This is an automated email from the ASF dual-hosted git repository.
alamb pushed a commit to branch main
in repository https://gitbox.apache.org/repos/asf/arrow-rs.git
The following commit(s) were added to refs/heads/main by this push:
new c884f1d093 feat(arrow-array): add
GenericByteViewArray::total_bytes_len (#9641)

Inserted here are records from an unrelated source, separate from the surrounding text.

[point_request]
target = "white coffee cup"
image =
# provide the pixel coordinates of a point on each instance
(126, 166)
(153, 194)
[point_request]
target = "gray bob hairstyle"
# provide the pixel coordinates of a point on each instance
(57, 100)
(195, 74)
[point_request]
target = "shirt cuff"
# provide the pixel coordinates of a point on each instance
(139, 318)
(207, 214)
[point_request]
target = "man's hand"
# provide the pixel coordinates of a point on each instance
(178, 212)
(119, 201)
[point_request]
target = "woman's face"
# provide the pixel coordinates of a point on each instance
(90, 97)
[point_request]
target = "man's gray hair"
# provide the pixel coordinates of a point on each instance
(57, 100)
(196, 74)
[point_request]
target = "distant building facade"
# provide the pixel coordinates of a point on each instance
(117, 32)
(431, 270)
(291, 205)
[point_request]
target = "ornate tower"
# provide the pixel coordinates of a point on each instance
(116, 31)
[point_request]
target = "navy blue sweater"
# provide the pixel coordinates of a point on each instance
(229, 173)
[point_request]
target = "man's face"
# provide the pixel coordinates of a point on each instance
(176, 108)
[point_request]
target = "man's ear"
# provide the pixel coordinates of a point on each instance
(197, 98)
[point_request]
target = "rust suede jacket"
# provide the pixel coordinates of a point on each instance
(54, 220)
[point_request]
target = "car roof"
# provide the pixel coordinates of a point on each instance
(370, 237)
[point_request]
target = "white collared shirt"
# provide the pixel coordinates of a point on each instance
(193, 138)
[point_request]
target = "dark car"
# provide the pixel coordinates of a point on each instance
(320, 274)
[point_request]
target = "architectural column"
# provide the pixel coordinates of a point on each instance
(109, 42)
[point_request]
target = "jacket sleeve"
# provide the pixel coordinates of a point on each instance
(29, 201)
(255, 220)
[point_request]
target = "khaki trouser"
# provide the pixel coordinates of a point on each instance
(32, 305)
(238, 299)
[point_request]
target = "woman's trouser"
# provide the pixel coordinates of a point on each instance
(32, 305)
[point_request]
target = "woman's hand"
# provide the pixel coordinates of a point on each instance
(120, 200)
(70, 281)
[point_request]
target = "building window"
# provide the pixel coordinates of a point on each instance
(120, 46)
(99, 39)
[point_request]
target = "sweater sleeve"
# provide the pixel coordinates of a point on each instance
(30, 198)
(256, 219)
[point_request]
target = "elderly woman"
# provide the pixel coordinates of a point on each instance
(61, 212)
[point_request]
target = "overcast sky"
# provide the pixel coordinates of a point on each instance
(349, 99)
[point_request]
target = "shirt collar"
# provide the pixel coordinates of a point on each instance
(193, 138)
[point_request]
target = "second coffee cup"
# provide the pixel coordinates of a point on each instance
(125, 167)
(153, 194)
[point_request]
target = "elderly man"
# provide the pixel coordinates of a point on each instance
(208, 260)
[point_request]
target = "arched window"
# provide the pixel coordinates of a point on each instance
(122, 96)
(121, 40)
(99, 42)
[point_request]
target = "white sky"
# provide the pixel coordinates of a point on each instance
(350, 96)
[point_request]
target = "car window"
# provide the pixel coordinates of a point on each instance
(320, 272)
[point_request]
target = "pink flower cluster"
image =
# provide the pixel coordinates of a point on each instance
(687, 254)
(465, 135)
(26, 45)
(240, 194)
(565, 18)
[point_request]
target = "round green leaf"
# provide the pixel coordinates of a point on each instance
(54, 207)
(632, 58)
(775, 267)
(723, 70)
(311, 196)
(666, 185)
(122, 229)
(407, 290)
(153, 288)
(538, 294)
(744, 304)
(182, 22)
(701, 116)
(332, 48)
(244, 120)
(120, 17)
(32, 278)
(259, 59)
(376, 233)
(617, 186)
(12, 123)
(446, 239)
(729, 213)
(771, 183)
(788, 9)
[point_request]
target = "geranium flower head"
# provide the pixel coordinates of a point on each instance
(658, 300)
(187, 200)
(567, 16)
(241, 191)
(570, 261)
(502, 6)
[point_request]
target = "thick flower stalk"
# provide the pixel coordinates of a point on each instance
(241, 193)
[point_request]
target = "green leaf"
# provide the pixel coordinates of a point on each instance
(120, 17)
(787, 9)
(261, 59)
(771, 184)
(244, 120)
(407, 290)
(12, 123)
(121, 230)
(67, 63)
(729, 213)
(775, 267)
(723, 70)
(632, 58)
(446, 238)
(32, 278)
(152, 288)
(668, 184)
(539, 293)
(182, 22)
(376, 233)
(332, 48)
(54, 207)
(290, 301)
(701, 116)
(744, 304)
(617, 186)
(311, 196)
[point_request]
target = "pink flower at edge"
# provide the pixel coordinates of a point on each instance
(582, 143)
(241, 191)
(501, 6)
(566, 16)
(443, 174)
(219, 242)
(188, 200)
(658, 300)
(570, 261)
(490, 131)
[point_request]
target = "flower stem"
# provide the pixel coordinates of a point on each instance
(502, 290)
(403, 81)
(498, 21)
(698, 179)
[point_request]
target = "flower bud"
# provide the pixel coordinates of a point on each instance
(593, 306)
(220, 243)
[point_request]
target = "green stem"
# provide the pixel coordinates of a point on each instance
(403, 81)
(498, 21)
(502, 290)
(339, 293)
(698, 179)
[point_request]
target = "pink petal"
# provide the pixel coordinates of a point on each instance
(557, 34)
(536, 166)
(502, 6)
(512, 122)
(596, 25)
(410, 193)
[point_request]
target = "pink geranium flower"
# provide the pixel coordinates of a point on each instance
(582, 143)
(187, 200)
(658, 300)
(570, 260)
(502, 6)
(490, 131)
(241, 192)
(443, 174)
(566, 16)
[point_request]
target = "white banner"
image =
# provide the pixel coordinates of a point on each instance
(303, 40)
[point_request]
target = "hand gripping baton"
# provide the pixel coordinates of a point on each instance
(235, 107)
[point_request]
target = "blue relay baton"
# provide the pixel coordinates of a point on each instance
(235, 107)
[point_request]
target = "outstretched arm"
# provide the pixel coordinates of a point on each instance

c884f1d093 is described below
commit c884f1d093276f91c72d957c70df3535c2467ea4
Author: Harrison Crosse <[email protected]>
AuthorDate: Mon Apr 6 15:34:09 2026 -0400
feat(arrow-array): add GenericByteViewArray::total_bytes_len (#9641)
# Which issue does this PR close?
- Closes #9435
# Rationale for this change
`total_buffer_bytes_used()` only counts non-inlined strings (> 12
bytes), so it returns 0 for arrays of short strings. This makes it
unsuitable as a capacity hint when pre-allocating output buffers (e.g.
in DataFusion's `concat()`/`concat_ws()`).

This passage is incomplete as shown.